The discipline of Enterprise Modelling recognizes a need for semantic as well as notational diversity, since a multitude of enterprise architectures and frameworks have been established and are widely adopted (e.g., EKD [31], ArchiMate [13], Zachman [14], more recently capability-driven approaches [32]). However, the paradigm of Enterprise Modelling traditionally obscures the notion of evolving modelling requirements which is central to AMME, as it requires dedicated management strategies. This is perhaps due to ambitions for standardization, which is in line with the original goal of ASME process charts on enabling “the best way to do work”. The work at hand aims to stimulate the assimilation of “unstable” domain-specificity (or even case-specificity) that must extend high-level enterprise architecture models in response to changing requirements.

6 Concluding SWOT Analysis

Just like the Agile Manifesto for software development, the notion of AMME is consolidated not only from theoretical analysis, but also from reflecting back on obstacles and experiences with metamodelling projects. Experiences with the ComVantage research project show a practical AMME instantiation and have been synthesized in the work at hand. Consequently, AMME is hereby analysed qualitatively as a foundational notion with an early-stage maturity level on which future work is called to further establish enablers. By paralleling the principles of Agile software development, methodological or technological enablers are expected to emerge from community-driven efforts and shared experiences: management support tools, rapid prototyping enablers, validation methodologies, reports on agile best practices or agility pitfalls. Since we are not dealing yet with a wide adoption of AMME, it is too early to assess comparative experience reports. A SWOT analysis is hereby provided to evaluate the success of AMME for the instance experience:

Strengths: AMME was a necessity for enabling the evolution of Enterprise Modelling requirements and for dealing with their multi-faceted nature, as multiple types of stakeholders have been involved, from design-time decision makers (aiming for model analysis) to run-time system users (relying on machine-readable model semantics). Conceptual and technological enablers supported the agile approach and brought forward the need for a mature agile approach to metamodeling.

Weaknesses: The experience with applying AMME is still limited to OMILab projects. Its application to ComVantage emerged as a necessity driven by unstable requirements. The main identified pitfalls are (a) that synchronicity with the development of the run-time systems relying on model information is difficult to maintain if not planned from the very beginning; and (b) an evaluation methodology for user acceptance involves a training phase that can create bottlenecks, as stakeholders are called to frequently re-learn the modelling language.
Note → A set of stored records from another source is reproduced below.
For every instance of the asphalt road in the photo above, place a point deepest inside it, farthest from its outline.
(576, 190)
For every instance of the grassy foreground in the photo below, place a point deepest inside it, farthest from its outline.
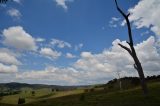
(132, 97)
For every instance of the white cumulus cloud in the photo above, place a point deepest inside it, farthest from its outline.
(18, 38)
(146, 14)
(8, 68)
(62, 3)
(60, 43)
(15, 13)
(69, 55)
(48, 52)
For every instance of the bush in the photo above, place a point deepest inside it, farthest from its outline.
(21, 101)
(33, 93)
(86, 90)
(82, 97)
(92, 90)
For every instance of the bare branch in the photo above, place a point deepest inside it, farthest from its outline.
(135, 66)
(127, 21)
(126, 48)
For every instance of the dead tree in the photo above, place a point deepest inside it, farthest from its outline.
(137, 65)
(3, 1)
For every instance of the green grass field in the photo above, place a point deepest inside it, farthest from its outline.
(100, 97)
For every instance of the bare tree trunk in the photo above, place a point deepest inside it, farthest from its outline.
(119, 81)
(132, 52)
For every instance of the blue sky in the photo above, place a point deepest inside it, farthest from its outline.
(49, 34)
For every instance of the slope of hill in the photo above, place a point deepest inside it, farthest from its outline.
(131, 97)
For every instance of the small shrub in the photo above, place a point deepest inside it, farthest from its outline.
(92, 90)
(86, 90)
(82, 97)
(33, 93)
(21, 101)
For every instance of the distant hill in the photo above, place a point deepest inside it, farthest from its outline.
(15, 85)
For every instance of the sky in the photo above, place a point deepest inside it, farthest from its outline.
(75, 42)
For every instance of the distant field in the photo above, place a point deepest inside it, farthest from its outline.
(40, 94)
(131, 97)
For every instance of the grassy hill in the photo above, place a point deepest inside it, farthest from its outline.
(100, 97)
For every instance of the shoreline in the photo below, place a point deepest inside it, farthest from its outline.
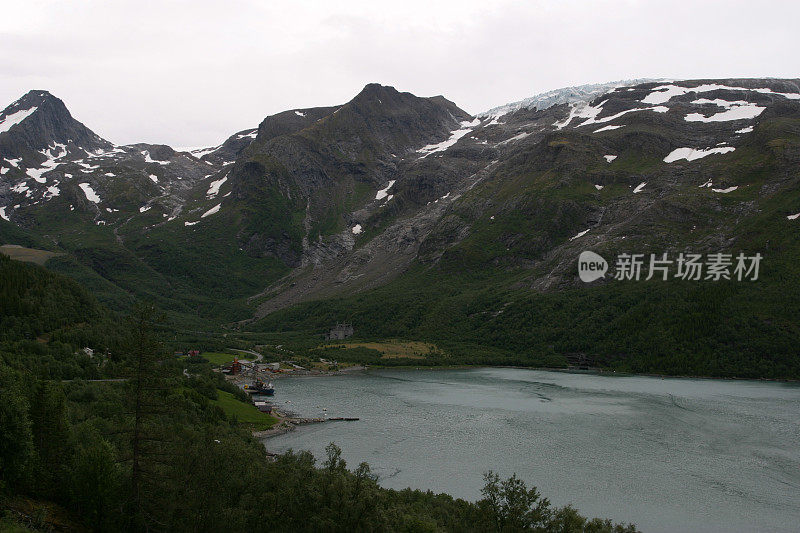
(597, 371)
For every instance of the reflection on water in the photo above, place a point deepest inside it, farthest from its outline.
(666, 454)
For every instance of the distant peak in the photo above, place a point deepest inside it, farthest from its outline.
(31, 99)
(376, 90)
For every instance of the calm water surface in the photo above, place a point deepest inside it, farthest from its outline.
(665, 454)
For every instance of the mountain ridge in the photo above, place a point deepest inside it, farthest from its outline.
(390, 194)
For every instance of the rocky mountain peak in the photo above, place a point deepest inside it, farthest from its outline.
(39, 121)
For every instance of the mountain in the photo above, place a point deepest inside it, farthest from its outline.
(411, 218)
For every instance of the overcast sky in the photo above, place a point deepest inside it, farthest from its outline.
(190, 73)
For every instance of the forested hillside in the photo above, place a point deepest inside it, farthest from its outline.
(121, 437)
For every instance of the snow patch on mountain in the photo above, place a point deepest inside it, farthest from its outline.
(381, 194)
(211, 211)
(455, 135)
(581, 234)
(566, 95)
(607, 128)
(148, 159)
(691, 154)
(213, 189)
(590, 113)
(665, 93)
(15, 118)
(736, 110)
(49, 164)
(89, 192)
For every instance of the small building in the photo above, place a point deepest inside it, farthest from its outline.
(264, 407)
(340, 331)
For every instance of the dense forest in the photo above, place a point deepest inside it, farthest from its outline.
(101, 431)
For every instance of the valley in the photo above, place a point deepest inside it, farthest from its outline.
(414, 220)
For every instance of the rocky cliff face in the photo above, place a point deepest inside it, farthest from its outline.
(324, 202)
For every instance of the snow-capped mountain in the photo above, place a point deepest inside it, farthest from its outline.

In addition, aspects pertaining to the management of human resources in agile teams have not been tackled in this paper. Future works must consider strategies to tackle such challenges.
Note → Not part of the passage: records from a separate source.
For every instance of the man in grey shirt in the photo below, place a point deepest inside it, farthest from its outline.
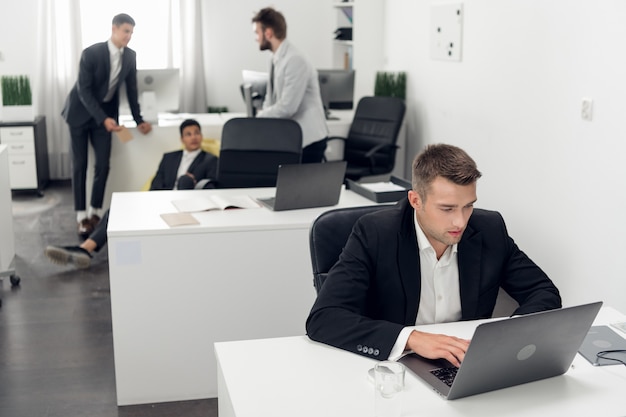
(293, 90)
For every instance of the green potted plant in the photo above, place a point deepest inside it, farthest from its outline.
(17, 98)
(390, 84)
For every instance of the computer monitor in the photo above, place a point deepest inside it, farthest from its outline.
(336, 88)
(256, 82)
(158, 91)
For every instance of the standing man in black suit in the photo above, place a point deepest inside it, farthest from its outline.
(185, 169)
(188, 168)
(91, 111)
(432, 258)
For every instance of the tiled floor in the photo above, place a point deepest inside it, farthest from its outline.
(56, 345)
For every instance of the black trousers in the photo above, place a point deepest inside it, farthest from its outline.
(101, 142)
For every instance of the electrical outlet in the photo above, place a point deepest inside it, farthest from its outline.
(446, 30)
(586, 111)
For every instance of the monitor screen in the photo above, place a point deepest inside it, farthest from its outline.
(336, 88)
(158, 91)
(257, 82)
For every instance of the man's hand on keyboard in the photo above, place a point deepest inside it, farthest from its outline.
(438, 346)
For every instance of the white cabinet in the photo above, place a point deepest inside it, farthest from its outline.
(364, 52)
(28, 154)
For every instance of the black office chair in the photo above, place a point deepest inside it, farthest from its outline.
(328, 235)
(251, 150)
(370, 148)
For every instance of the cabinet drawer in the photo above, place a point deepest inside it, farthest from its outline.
(22, 171)
(20, 148)
(17, 134)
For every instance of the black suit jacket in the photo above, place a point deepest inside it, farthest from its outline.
(84, 101)
(204, 166)
(373, 291)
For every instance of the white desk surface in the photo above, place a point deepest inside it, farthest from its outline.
(138, 213)
(175, 291)
(294, 376)
(135, 162)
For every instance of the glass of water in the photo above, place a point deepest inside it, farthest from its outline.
(389, 384)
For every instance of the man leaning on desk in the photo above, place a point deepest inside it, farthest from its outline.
(186, 169)
(432, 258)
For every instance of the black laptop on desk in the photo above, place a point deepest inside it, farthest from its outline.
(301, 186)
(510, 352)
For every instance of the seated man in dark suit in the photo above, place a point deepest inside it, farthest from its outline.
(432, 258)
(180, 170)
(187, 168)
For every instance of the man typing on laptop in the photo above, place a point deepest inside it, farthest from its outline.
(432, 258)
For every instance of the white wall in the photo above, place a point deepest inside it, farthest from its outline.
(230, 40)
(18, 39)
(514, 104)
(232, 46)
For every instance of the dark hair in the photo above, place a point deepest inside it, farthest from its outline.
(187, 123)
(273, 19)
(120, 19)
(440, 160)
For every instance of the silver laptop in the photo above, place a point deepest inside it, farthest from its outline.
(600, 339)
(301, 186)
(510, 352)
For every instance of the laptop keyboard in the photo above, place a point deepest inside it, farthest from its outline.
(445, 375)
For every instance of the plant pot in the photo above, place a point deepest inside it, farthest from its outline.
(17, 113)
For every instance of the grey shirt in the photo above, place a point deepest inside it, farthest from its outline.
(295, 94)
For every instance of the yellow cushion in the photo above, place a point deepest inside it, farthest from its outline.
(211, 146)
Opportunities: The evolution of the Agile software development practices and tool support was fundamentally community-driven. Future work may be layered on the conceptual foundation established by the work at hand in order to enrich AMME as a community-driven framework, to raise its maturity level, to enrich tool support and to enable longitudinal studies for further refinement.
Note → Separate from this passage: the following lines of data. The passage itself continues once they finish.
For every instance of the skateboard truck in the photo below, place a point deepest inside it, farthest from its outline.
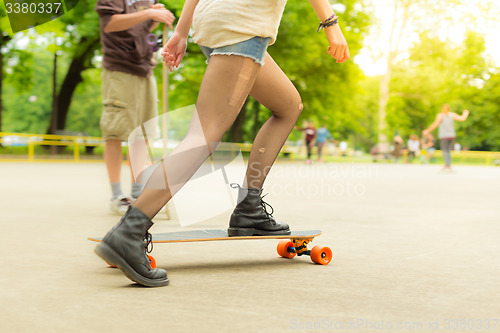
(291, 248)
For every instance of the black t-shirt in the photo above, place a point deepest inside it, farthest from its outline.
(126, 51)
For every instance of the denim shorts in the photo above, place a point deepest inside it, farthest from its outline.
(254, 48)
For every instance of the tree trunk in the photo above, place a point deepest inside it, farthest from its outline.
(73, 77)
(256, 123)
(3, 41)
(1, 90)
(383, 142)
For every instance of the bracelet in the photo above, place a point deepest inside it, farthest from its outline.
(332, 20)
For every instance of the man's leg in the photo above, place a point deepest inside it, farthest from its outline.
(225, 86)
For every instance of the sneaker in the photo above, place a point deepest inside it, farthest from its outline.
(120, 205)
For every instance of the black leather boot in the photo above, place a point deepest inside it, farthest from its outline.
(250, 217)
(126, 245)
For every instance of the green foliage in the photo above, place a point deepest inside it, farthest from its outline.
(439, 72)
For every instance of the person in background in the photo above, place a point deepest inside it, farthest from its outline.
(445, 120)
(413, 148)
(398, 143)
(234, 36)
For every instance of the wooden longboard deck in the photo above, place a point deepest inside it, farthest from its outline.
(218, 235)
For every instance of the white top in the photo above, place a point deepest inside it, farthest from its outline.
(218, 23)
(446, 127)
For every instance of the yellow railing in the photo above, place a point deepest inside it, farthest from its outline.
(32, 140)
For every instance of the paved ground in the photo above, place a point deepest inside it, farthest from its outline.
(415, 251)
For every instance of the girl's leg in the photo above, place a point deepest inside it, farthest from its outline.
(225, 86)
(273, 89)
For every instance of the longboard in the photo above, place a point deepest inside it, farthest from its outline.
(291, 245)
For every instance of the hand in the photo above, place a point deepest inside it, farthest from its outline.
(174, 51)
(160, 14)
(338, 48)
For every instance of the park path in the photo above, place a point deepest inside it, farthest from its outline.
(415, 251)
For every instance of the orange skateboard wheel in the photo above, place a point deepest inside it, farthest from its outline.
(321, 255)
(152, 261)
(283, 249)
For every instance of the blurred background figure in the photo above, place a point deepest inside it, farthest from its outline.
(322, 135)
(310, 134)
(445, 120)
(413, 148)
(428, 144)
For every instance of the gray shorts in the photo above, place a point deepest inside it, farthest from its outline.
(254, 48)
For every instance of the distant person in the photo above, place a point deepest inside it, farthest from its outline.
(322, 136)
(445, 121)
(428, 144)
(398, 143)
(343, 148)
(129, 92)
(413, 148)
(310, 133)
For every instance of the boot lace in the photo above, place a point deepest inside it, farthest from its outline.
(148, 239)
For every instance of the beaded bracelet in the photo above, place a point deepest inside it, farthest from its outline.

Threats: Standards typically defuse the problems raised in the work at hand by bringing all potential users on the same level of abstraction and encouraging universal adoption for the benefit of reusability across domains. Therefore, the generalized relevance of the work at hand depends on the desired trade-off between reusability and domain specialization, as well as on the uptake of semantics-aware information systems whose evolving requirements are an inherent cause for propagating modelling requirements.